Review: Explicit Gospel

I experienced sadness while reading this book.
When I completed it, I distinctly remember shaking my head, thinking how I wish I'd had this resource in hand when I began serving in ministry as a 19 year-old. Chandler's message is one for the American church that has allowed growth, family life centers, good works and morality to displace the message of Jesus Christ Himself. From someone who's been in ministry as a vocation for over 27 years (wow!), I can assure you that this book penetrates.
I began the year reading it, and I posted my reflections along the way in this post (which I encourage you to read; I posted more in-depth reflections in the comments section of it as well). Matt Chandler is pastor of The Village Church in Texas, and he pulls no punches as he seeks to KO gospel-less churches and ministries.
The "Christian" life he derides throughout the book is not really Christian. It's similar to the righteous indignation that the apostle Paul expressed to the Galatians - a religious group of people, to be sure, but a people who had left the essential message of the gospel. When you depart from the message, you cannot live accordingly.

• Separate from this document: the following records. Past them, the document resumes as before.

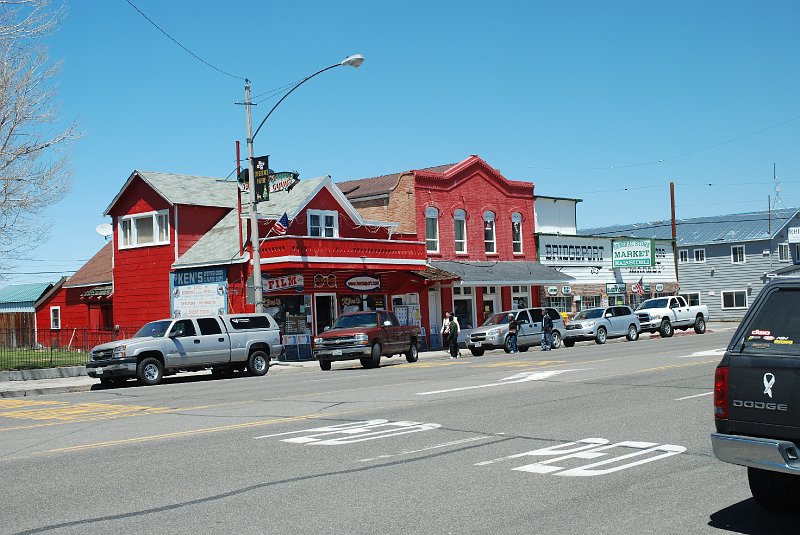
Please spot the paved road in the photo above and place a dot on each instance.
(591, 439)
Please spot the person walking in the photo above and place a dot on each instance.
(513, 329)
(452, 336)
(547, 331)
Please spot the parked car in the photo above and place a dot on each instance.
(366, 336)
(757, 394)
(493, 334)
(164, 347)
(665, 314)
(600, 324)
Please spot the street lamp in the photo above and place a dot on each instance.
(258, 290)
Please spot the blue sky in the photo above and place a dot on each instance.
(604, 101)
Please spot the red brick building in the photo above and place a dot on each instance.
(475, 223)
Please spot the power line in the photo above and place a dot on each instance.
(183, 47)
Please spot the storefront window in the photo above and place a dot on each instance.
(292, 312)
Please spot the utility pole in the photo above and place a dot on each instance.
(674, 232)
(258, 288)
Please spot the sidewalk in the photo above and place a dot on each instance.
(27, 383)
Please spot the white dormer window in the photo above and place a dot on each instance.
(323, 223)
(142, 230)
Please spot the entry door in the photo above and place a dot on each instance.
(325, 311)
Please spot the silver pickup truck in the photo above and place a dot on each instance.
(223, 343)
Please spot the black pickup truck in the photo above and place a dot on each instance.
(757, 397)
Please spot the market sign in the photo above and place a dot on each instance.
(616, 289)
(363, 283)
(288, 282)
(633, 253)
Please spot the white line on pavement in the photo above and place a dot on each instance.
(695, 396)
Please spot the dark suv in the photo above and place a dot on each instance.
(757, 396)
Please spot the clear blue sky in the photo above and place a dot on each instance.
(582, 98)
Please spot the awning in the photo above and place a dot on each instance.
(502, 273)
(435, 274)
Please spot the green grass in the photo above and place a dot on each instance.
(26, 359)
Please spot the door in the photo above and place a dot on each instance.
(324, 311)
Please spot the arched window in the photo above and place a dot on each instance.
(516, 232)
(432, 229)
(489, 238)
(460, 220)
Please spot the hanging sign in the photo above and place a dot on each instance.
(363, 283)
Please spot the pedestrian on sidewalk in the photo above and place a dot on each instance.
(452, 335)
(513, 328)
(547, 331)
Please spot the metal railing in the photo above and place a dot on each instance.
(48, 348)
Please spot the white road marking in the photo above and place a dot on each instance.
(518, 378)
(409, 452)
(695, 396)
(707, 353)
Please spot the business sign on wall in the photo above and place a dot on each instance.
(363, 283)
(628, 253)
(199, 292)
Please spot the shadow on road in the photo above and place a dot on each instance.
(748, 517)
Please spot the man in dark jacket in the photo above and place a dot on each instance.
(452, 336)
(547, 331)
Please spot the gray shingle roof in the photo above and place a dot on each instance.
(502, 272)
(730, 228)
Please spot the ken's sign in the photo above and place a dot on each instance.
(633, 253)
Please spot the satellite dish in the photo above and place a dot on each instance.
(104, 229)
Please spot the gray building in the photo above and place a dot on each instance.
(724, 261)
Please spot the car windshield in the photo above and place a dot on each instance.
(367, 319)
(592, 313)
(154, 329)
(653, 303)
(497, 319)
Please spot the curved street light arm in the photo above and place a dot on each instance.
(304, 80)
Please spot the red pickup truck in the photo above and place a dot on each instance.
(366, 336)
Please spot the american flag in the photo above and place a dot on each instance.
(282, 224)
(639, 287)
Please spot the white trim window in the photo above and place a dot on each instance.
(783, 252)
(432, 229)
(144, 230)
(460, 228)
(516, 232)
(55, 317)
(489, 236)
(737, 254)
(699, 256)
(323, 223)
(734, 299)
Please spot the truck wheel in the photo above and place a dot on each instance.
(149, 371)
(412, 355)
(699, 325)
(600, 337)
(666, 329)
(258, 363)
(773, 490)
(633, 333)
(555, 341)
(376, 355)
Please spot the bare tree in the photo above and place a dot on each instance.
(34, 170)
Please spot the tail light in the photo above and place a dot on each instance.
(721, 392)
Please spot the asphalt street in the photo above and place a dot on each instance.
(590, 439)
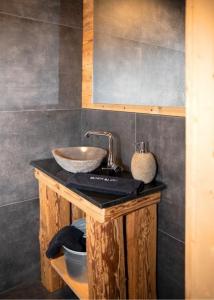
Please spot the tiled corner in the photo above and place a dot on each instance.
(160, 23)
(40, 65)
(19, 255)
(166, 138)
(27, 136)
(170, 267)
(64, 12)
(122, 125)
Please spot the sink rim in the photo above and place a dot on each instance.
(56, 151)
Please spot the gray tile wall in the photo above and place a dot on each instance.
(40, 84)
(166, 138)
(139, 52)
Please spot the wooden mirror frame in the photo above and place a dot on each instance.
(87, 74)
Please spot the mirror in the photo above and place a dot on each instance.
(138, 56)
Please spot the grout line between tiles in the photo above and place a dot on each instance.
(164, 232)
(152, 43)
(39, 21)
(40, 110)
(18, 202)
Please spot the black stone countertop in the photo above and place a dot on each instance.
(102, 200)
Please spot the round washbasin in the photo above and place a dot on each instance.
(79, 159)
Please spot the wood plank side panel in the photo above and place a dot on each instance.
(141, 227)
(54, 214)
(199, 236)
(106, 263)
(87, 52)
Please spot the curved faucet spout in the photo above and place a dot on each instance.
(111, 164)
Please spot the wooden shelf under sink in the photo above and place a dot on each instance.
(79, 288)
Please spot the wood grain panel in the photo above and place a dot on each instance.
(87, 51)
(141, 229)
(200, 149)
(76, 213)
(106, 265)
(54, 214)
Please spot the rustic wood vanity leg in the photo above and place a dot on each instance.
(141, 227)
(54, 214)
(106, 263)
(76, 213)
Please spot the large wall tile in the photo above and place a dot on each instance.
(34, 58)
(122, 125)
(166, 138)
(157, 22)
(170, 267)
(131, 72)
(66, 12)
(19, 254)
(117, 70)
(27, 136)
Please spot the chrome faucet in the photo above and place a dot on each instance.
(111, 162)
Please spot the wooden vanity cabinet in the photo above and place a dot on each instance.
(121, 243)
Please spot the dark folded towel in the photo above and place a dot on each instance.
(105, 184)
(70, 237)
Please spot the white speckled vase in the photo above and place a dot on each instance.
(143, 165)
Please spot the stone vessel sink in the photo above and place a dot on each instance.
(79, 159)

I am astonished that you are so quickly deserting him who called you in the grace of Christ and are turning to a different gospel–not that there is another one, but there are some who trouble you and want to distort the gospel of Christ... For I would have you know, brothers, that the gospel that was preached by me is not man's gospel. For I did not receive it from any man, nor was I taught it, but I received it through a revelation of Jesus Christ.(Galatians 1:6-7, 11-12ESV)
What the Galatians were doing is the same as what Chandler describes in Explicit Gospel. They had turned from the wonder of the gospel to the work of morality.
Most evangelical Christians believe Christians are in a bargaining position [with God].. We come to [Him] and say, 'I'll do this, and you'll do that. And if I do this for you, then you'll do that for me.' .. We want to live as though the Christian life is a 50/50 project we undertake with God, like faith is some kind of cosmic vending machine. And we're reinforced in this idolatry by bad preachers, by ministers with no respect for the Scriptures, by talking heads who teach out of emotion instead of texts, who tickle ears with no evident fear of the God who curses bringers of alternative gospels. [See Galatians 1.8-9]
I personally enjoy Chandler's sense of humor. Others may find him a bit too biting or sarcastic. However, don't let that put you off. He is charitable throughout in his passion to portray the beauty of the gospel of Jesus Christ. He is not trying to write it anew; rather, he is reminding anew. He wants Christians to remember and cherish the deep, wonderful, joyful, liberating good news that Jesus Christ embodies and brought to humanity.
Without a clear commitment to the proclamation of a clear gospel, the path to heaven is obscured while the path to Hell is cleared. Chandler says there is only one obstacle in any person's path to Hell. It's Jesus Himself.
Jesus lays His body across the path; there is no ignoring Him. If it's headlong into Hell we want to go, we have to step over Jesus to get there. (italics mine)
Get the book. Read it. Share it with friends. And then live as if your life depended on the gospel being explicit. Because it does.